Revenons en 1952, et aux happenings de John Cage. Pourquoi était-ce si important, à l’époque, de construire de tels événements reposant sur le hasard, ces chaos organisés, où l’un se met à lire un poème, l’autre tient un chien en laisse, et un troisième pose des tasses sur des chaises ou marche à cloche-pied dans la salle ? L’important, pour les participants de tels happenings, c’est d’être des acteurs de l’événement dont ils sont également les spectateurs. Ils font l’expérience d’un monde où ils sont en charge de ce qu’ils voient. Eux-mêmes actualisent ensemble et en direct leurs actions. Or c’est justement là le modèle de la communauté démocratique dont le concept a émergé au début de la Deuxième guerre mondiale en contraste du fascisme.
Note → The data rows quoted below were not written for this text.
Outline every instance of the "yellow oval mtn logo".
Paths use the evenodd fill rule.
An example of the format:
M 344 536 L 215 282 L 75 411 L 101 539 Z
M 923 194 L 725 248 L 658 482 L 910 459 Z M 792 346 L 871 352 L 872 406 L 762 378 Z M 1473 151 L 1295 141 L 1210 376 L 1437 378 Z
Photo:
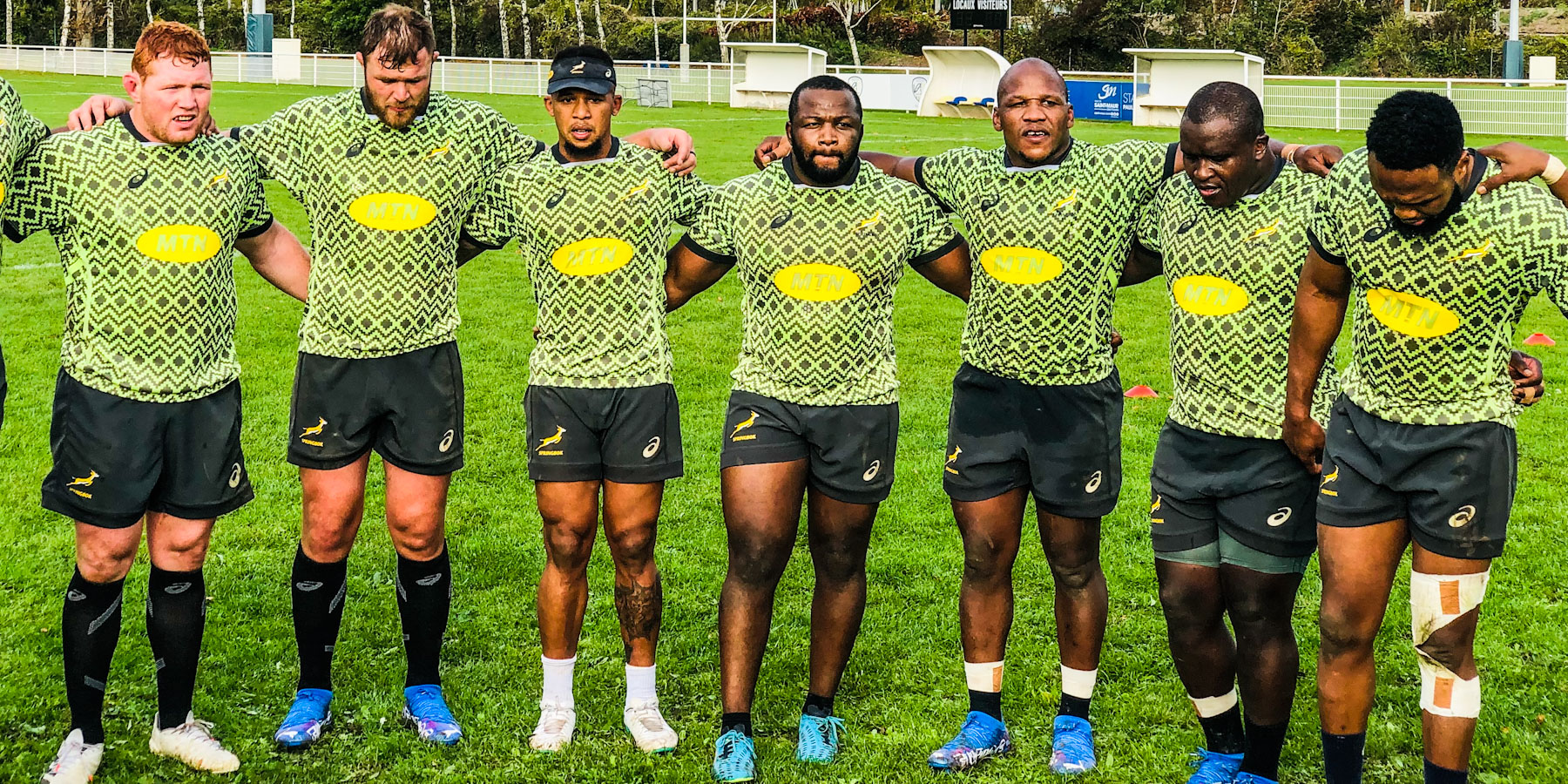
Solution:
M 550 267 L 561 274 L 604 274 L 626 267 L 635 252 L 624 240 L 590 237 L 558 248 Z
M 223 249 L 223 237 L 205 226 L 158 226 L 136 237 L 136 249 L 160 262 L 205 262 Z
M 1035 248 L 991 248 L 980 254 L 980 267 L 1004 284 L 1043 284 L 1062 274 L 1062 259 Z
M 348 216 L 372 229 L 406 232 L 436 220 L 436 205 L 412 193 L 367 193 L 348 205 Z
M 1171 284 L 1182 310 L 1196 315 L 1231 315 L 1247 307 L 1247 290 L 1212 274 L 1189 274 Z
M 831 303 L 859 292 L 861 276 L 831 263 L 793 263 L 773 273 L 773 285 L 795 299 Z
M 1460 328 L 1460 317 L 1425 296 L 1372 289 L 1367 306 L 1383 326 L 1411 337 L 1441 337 Z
Nous sommes à la fois des individus fondamentalement autonomes et des individus capables d’agir ensemble. Nous sommes plus que jamais nous-mêmes, mais nous sommes à même de nous unir au sein d’une seule et même nation. Dans les années trente et quarante, Cage se situe au cœur de ce double mouvement, il est donc très en avance. Quand il invente le happening et qu’il conçoit 4’33’’, il n’a pas fondamentalement changé, mais il s’est éloigné de la politique. Selon ses propres termes de l’époque, dans les années cinquante, il ne fait plus que de l’art, il ne cherche plus à faire de la politique.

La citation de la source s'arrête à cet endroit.